Avoid using WindowsFS in ClusterRerouteIT (elastic#52488)

Issue elastic#52000 looks like a case of cluster state updates being slower than expected, but it seems that these slowdowns are relatively rare: most invocations of `testDelayWithALargeAmountOfShards` take well under a minute in CI, but there are occasional failures that take 6+ minutes instead. When it fails like this, cluster state persistence seems generally slow: most are slower than expected, with some small updates even taking over 2 seconds to complete. The failures all have in common that they use `WindowsFS` to emulate Windows' behaviour of refusing to delete files that are still open, by tracking all files (really, inodes) and validating that deleted files are really closed first.

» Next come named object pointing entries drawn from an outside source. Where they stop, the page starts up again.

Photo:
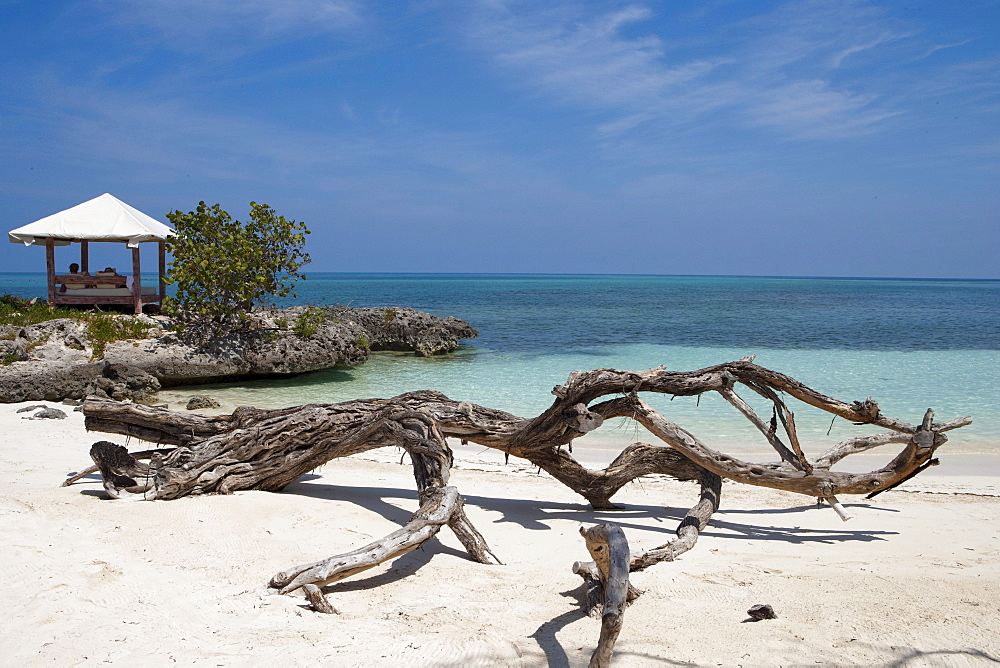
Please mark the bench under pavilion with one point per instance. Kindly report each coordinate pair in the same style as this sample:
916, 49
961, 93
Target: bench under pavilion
104, 219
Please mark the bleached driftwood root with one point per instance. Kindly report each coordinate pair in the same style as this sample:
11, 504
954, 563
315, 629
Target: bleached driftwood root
610, 590
268, 449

There is a suggestion that this is a little slow in the Lucene test framework [1]. To see if we can attribute the slowdown to that common factor, this commit suppresses the use of `WindowsFS` for this test suite. [1] https://github.com/apache/lucene-solr/blob/4a513fa99f638cb65e0cae59bfdf7af410c0327a/lucene/test-framework/src/java/org/apache/lucene/util/TestRuleTemporaryFilesCleanup.java#L166
sbourke · Feb 19, 2020 · 6c89d29 · 6c89d29
1 parent 25197e2
commit 6c89d29
Showing 1 changed file with 3 additions and 3 deletions.
diff --git a/server/src/test/java/org/elasticsearch/cluster/allocation/ClusterRerouteIT.java b/server/src/test/java/org/elasticsearch/cluster/allocation/ClusterRerouteIT.java
@@ -22,6 +22,7 @@
 import org.apache.logging.log4j.Level;
 import org.apache.logging.log4j.LogManager;
 import org.apache.logging.log4j.Logger;
+import org.apache.lucene.util.LuceneTestCase;
 import org.elasticsearch.action.admin.cluster.health.ClusterHealthResponse;
 import org.elasticsearch.action.admin.cluster.reroute.ClusterRerouteResponse;
 import org.elasticsearch.action.admin.cluster.reroute.TransportClusterRerouteAction;
@@ -57,7 +58,6 @@
 import org.elasticsearch.test.ESIntegTestCase.Scope;
 import org.elasticsearch.test.InternalTestCluster;
 import org.elasticsearch.test.MockLogAppender;
-import org.elasticsearch.test.junit.annotations.TestLogging;
 
 import java.nio.file.Path;
 import java.util.Arrays;
@@ -75,6 +75,8 @@
 import static org.hamcrest.Matchers.equalTo;
 import static org.hamcrest.Matchers.hasSize;
 
+// testDelayWithALargeAmountOfShards does a lot of cluster state updates, and WindowsFS slows it down too much (#52000)
+@LuceneTestCase.SuppressFileSystems(value = "WindowsFS")
 @ClusterScope(scope = Scope.TEST, numDataNodes = 0)
 public class ClusterRerouteIT extends ESIntegTestCase {
     private final Logger logger = LogManager.getLogger(ClusterRerouteIT.class);
@@ -188,8 +190,6 @@ public void testRerouteWithAllocateLocalGateway_enableAllocationSettings() throw
         rerouteWithAllocateLocalGateway(commonSettings);
     }
 
-    @TestLogging(reason = "https://github.com/elastic/elasticsearch/issues/52000",
-        value = "org.elasticsearch.gateway.PersistedClusterStateService:DEBUG,org.elasticsearch.cluster.service.MasterService:DEBUG")
     public void testDelayWithALargeAmountOfShards() throws Exception {
         Settings commonSettings = Settings.builder()
                 .put(ThrottlingAllocationDecider.CLUSTER_ROUTING_ALLOCATION_NODE_CONCURRENT_INCOMING_RECOVERIES_SETTING.getKey(), 1)